Following a compiler change done in 2012, make use of the fact that for
non-zero input BSF and TZCNT produce the same numeric result (EFLAGS
setting differs), and that CPUs not knowing of TZCNT will treat the
instruction as BSF (i.e. ignore what looks like a REP prefix to them).
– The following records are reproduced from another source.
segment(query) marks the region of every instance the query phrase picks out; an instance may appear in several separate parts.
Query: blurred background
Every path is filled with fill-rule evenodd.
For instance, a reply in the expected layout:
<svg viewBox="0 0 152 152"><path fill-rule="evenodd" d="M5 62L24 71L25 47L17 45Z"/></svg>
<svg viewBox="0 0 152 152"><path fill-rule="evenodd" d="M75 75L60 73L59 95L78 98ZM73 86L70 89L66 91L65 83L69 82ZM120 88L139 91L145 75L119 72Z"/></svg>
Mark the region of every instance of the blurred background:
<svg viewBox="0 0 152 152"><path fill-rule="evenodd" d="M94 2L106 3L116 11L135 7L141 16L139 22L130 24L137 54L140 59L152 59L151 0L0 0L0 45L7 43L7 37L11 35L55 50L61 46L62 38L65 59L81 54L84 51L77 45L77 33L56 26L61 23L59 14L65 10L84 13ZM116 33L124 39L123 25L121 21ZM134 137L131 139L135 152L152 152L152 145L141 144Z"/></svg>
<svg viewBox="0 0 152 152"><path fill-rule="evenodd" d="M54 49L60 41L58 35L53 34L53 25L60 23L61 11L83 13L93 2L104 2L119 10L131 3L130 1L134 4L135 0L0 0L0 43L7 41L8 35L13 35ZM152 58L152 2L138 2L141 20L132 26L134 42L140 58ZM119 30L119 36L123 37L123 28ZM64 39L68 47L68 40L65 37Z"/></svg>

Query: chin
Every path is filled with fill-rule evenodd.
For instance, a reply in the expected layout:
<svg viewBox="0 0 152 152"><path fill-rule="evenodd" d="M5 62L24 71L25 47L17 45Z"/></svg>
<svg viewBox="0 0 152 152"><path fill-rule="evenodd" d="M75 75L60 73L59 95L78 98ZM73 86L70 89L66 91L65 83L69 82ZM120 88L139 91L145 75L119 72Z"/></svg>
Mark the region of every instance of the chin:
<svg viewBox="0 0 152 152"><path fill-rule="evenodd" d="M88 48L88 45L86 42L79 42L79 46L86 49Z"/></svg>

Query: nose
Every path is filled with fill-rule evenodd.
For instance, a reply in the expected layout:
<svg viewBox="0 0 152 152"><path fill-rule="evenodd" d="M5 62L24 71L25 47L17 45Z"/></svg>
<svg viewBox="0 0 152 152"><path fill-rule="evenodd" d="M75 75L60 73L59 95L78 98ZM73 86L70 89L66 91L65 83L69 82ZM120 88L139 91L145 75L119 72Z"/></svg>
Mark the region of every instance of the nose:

The assumption here is that TZCNT would never have worse performance
than BSF.
Also extend the asm() input in find_first_set_bit() to allow memory
operands.
Signed-off-by: Jan Beulich <jbeulich@suse.com>
Reviewed-by: Andrew Cooper <andrew.cooper3@citrix.com>
" je 2f\n\t"
" xor -"STR(BITS_PER_LONG/8)"(%2),%3\n\t"
" jz 1b\n\t"
- " bsf %3,%0\n\t"
+ " rep; bsf %3,%0\n\t"
" lea -"STR(BITS_PER_LONG/8)"(%2),%2\n\t"
"2: sub %%ebx,%%edi\n\t"
" shl $3,%%edi\n\t"
return VPIC_PRIO_NONE;
/* prio = ffs(mask ROR vpic->priority_add); */
- asm ( "ror %%cl,%b1 ; bsf %1,%0"
+ asm ( "ror %%cl,%b1 ; rep; bsf %1,%0"
: "=r" (prio) : "q" ((uint32_t)mask), "c" (vpic->priority_add) );
return prio;
}
*/
static inline unsigned int find_first_set_bit(unsigned long word)
{
- asm ( "bsf %1,%0" : "=r" (word) : "r" (word) );
+ asm ( "rep; bsf %1,%0" : "=r" (word) : "rm" (word) );
return (unsigned int)word;
}